Words can't describe it.

Sunday, October 12, 2008

Harumph

So...

This old couple told me that I reminded them of their dead daughter.

I don't know whether to be weirded out or flattered.

I'm leaning toward weirded out.

Saturday, October 11, 2008

Gettin' an MRI is Srs Bsns

"Okay, sign here,” the receptionist at Invision Imaging at North Florida Regional Medical Center smiled sweetly at me.

So I signed. She seemed trustworthy enough. I highly doubted this whole setup was an elaborate plan to steal my vital organs. I mean, I was just going in for an MRI. There would be no slicing me up or putting me to sleep. If they did something like that, I’d probably notice a thing or two was amiss and say something.

That would be ridiculous, though. I started to think about imaging specialists dressed in black, with their hair all slicked back (because that’s what all bad guys look like, of course; maybe they’d have long, skinny mustaches and top hats in order to better channel their inner Snidely Whiplashes), poised over patients’ bodies as they were stuck, helpless, in the MRI machines.
Those machines are so loud, nobody would hear them scream…

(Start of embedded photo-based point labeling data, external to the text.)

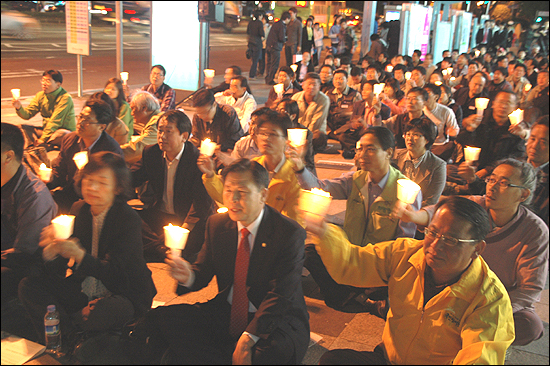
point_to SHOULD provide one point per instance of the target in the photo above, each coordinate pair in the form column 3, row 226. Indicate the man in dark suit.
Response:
column 178, row 195
column 89, row 136
column 272, row 324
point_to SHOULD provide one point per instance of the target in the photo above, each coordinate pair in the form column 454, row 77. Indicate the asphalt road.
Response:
column 23, row 62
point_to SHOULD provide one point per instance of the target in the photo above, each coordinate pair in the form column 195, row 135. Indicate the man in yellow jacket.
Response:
column 284, row 190
column 447, row 306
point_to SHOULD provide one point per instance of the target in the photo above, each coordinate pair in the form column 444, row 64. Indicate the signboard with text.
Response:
column 77, row 19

Smiley Receptionist broke through my thoughts. "And sign here."

"And here."

"And here… And here, and here… Aaaaaand here.”

I should probably be reading these forms more closely. I might have just signed away my spleen… or soul, or something.

Oh well. What’s done is done. They’ll have to fight me for them.

As I was walking back to the waiting room to sit until they called my name, Little Miss Smiley Receptionist’s voice rang out like a shrill bell, "Oh, and by the way, you'll have to take out all your piercings, including the one in your tongue."

Oh shit, why did she say just that?

Hearing the words "piercing" and "tongue" used in the same sentence directed at his daughter, my father, who was accompanying me through all this, swung around and "What's in your tongue?" couldn't come out of his mouth fast enough.

I was caught.

Slowly, I stuck out my tongue, and the 14 gauge barbell with pink beads that I had managed to keep hidden around my father for two long years was out on display for the whole world to see in all of its stunning glory.

The noise my father made could only be described as Eeeeeuuuugh.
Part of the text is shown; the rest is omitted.